Distinctiveness of Starbucks Mark
Given the extent of the use of the Starbucks mark by plaintiff and the amount of money expended by the plaintiff in its marketing program, the court found this factor favored the plaintiff. Id.
Exclusive Use by Starbucks
The fact that the plaintiff polices its registered marks, and the amount of money spent on using the mark both led the court to weight this factor in favor of the plaintiff. Id.
Degree of Recognition of Starbucks’ Mark
Again, given the longevity and number of customers that visit Starbucks stores, the court found this factor to favor the plaintiff. Id.
Defendant’s Intent to Associate with Starbucks’ Mark
The court finds that while the defendant intended to allude to the dark roasted quality of Starbucks brand coffees, the fact that the marks are different and the defendant had not acted in bad faith led the court to weigh this factor in favor of the defendant. Id. at 478. The court reasoned that the defendant used this mark to distinguish its own lines of coffee products, with the Mr. Charbucks brand being the dark roasted coffee as compared to other Wolfe’s Borough/Black Bear coffees. Id.

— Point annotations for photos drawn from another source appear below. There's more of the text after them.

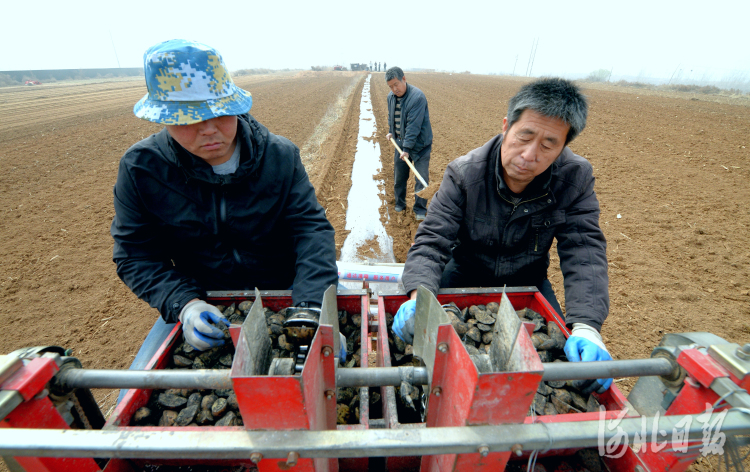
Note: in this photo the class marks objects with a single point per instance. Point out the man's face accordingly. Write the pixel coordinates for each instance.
(529, 147)
(212, 140)
(398, 87)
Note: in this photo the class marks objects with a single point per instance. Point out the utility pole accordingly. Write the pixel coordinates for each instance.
(115, 49)
(532, 56)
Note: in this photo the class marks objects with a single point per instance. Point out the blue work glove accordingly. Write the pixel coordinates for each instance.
(342, 352)
(584, 345)
(198, 319)
(403, 323)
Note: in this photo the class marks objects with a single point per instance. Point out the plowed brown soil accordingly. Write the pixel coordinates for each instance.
(60, 159)
(676, 168)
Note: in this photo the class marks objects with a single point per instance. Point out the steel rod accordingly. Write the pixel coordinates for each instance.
(368, 377)
(151, 443)
(606, 369)
(145, 379)
(381, 376)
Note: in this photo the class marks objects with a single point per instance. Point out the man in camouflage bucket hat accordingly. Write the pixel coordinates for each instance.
(213, 201)
(188, 83)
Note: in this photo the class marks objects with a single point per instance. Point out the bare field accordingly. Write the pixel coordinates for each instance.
(676, 169)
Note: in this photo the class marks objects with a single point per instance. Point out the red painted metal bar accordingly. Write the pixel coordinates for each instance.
(695, 397)
(267, 402)
(613, 400)
(37, 411)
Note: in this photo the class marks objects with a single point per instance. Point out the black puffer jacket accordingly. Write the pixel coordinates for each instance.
(180, 229)
(416, 130)
(509, 243)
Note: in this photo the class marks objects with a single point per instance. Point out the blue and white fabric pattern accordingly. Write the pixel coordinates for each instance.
(188, 83)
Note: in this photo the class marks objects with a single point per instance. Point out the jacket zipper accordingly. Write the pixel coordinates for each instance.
(516, 205)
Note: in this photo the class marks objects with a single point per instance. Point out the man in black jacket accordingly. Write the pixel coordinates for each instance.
(409, 124)
(499, 208)
(214, 201)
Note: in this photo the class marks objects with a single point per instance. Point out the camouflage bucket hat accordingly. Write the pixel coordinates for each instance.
(188, 83)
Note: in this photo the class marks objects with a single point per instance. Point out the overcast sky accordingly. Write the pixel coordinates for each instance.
(652, 38)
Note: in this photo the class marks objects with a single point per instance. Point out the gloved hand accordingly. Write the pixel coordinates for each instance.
(342, 352)
(198, 319)
(403, 323)
(585, 344)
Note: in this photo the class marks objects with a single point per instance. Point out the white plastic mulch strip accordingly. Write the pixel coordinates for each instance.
(363, 215)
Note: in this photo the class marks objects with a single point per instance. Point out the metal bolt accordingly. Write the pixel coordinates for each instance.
(744, 352)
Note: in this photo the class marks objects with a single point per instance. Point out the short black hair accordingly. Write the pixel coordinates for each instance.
(394, 73)
(552, 97)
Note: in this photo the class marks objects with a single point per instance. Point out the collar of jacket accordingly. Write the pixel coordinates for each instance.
(408, 88)
(252, 137)
(539, 186)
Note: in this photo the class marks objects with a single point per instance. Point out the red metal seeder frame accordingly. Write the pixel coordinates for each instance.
(469, 398)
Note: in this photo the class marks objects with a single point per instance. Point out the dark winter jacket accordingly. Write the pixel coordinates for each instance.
(509, 243)
(416, 131)
(180, 229)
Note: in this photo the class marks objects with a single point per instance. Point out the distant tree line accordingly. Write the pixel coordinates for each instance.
(19, 77)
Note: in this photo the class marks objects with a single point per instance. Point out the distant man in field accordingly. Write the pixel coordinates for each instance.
(213, 201)
(409, 125)
(499, 208)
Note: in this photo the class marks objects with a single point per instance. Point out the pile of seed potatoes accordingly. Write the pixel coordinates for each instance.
(475, 324)
(192, 407)
(409, 405)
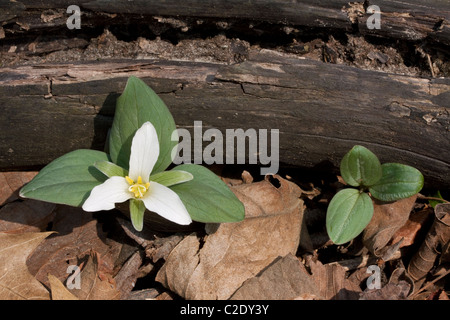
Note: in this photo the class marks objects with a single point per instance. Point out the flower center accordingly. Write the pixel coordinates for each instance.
(139, 188)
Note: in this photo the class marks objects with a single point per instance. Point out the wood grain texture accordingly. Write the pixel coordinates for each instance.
(408, 20)
(321, 110)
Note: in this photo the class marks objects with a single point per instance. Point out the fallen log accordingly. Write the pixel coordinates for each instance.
(321, 110)
(411, 20)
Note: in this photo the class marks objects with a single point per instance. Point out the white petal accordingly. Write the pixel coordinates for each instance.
(144, 152)
(104, 196)
(166, 203)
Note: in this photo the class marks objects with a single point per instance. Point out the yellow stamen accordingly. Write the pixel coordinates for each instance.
(138, 188)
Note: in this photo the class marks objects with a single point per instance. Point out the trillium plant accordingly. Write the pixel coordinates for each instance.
(139, 150)
(351, 209)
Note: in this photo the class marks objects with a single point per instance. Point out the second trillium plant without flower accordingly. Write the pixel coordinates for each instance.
(351, 210)
(133, 169)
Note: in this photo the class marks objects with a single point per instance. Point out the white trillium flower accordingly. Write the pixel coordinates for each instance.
(137, 186)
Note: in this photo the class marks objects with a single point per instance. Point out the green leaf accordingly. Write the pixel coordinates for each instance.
(360, 167)
(207, 198)
(398, 181)
(68, 179)
(349, 212)
(434, 203)
(110, 169)
(170, 178)
(137, 210)
(137, 105)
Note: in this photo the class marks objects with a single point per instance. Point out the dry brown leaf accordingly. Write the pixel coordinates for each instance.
(411, 228)
(286, 278)
(387, 219)
(26, 216)
(58, 289)
(128, 274)
(77, 234)
(11, 182)
(16, 282)
(332, 282)
(235, 252)
(398, 291)
(94, 284)
(439, 234)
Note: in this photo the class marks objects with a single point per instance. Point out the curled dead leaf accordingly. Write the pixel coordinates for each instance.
(16, 282)
(292, 281)
(386, 220)
(438, 235)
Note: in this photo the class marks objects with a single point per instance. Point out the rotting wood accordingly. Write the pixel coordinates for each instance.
(407, 20)
(321, 110)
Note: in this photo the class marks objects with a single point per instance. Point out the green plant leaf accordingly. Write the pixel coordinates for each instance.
(137, 105)
(68, 179)
(360, 167)
(434, 203)
(172, 177)
(398, 181)
(207, 198)
(349, 212)
(110, 169)
(137, 210)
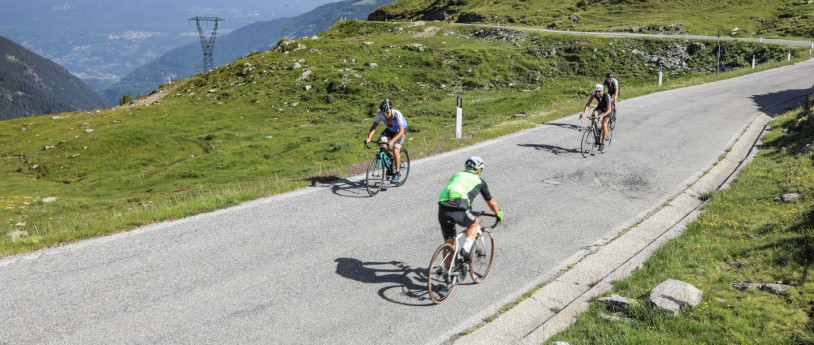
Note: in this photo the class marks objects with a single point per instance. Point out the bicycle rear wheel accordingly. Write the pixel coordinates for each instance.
(588, 142)
(440, 282)
(404, 168)
(375, 176)
(482, 256)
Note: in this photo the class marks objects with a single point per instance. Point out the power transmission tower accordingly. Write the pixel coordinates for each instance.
(208, 45)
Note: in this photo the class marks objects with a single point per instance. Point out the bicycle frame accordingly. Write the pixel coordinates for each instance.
(451, 270)
(384, 158)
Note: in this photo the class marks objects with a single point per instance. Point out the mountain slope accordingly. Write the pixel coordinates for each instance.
(185, 61)
(296, 115)
(770, 18)
(33, 85)
(103, 40)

Actual Association with Starbucks’ Mark
Here, the court found that while there was an association with the Starbucks’ mark to some respondents to the survey conducted by Starbucks, this association alone is not enough to find dilution. Id. Instead, the court found that the defendant’s marks would not cause customers to confuse the defendant’s products with the plaintiff’s. Rather, customers would tend to see the playful reference to a quality of Starbucks’ coffee – the dark roast – to distinguish one kind of Wolfe’s Borough brand coffees from other Wolfe’s Borough brand coffees. Id.
The amended Lanham Act also provides a specific definition for dilution by tarnishment: “[an] association arising from the similarity between a mark or trade name and a famous mark that harms the reputation of the famous mark.” 15 U.S.C. § 1125(c)(2)(C) (2008). The court held that the plaintiff’s survey evidence could not support a finding of dilution by tarnishment, because the plaintiff’s survey was susceptible to multiple and equally likely interpretations. Starbucks III, 559 F. Supp. at 480. In addition, the court found that the defendant’s coffee products were not of actual poor quality, so any actual association between the defendant’s coffees and Starbucks would not likely be damaging to Starbucks. Id.
As a result, Starbucks lost its case on remand for trademark dilution. One might almost say that Starbucks has become so synomous with quality dark roasted coffees that their brand name can’t be diluted by other quality coffee brands. Instead, the Starbucks mark is a victim of its own success in the world. Add that to the list of reasons why a Starbucks on every street corner is not a good idea.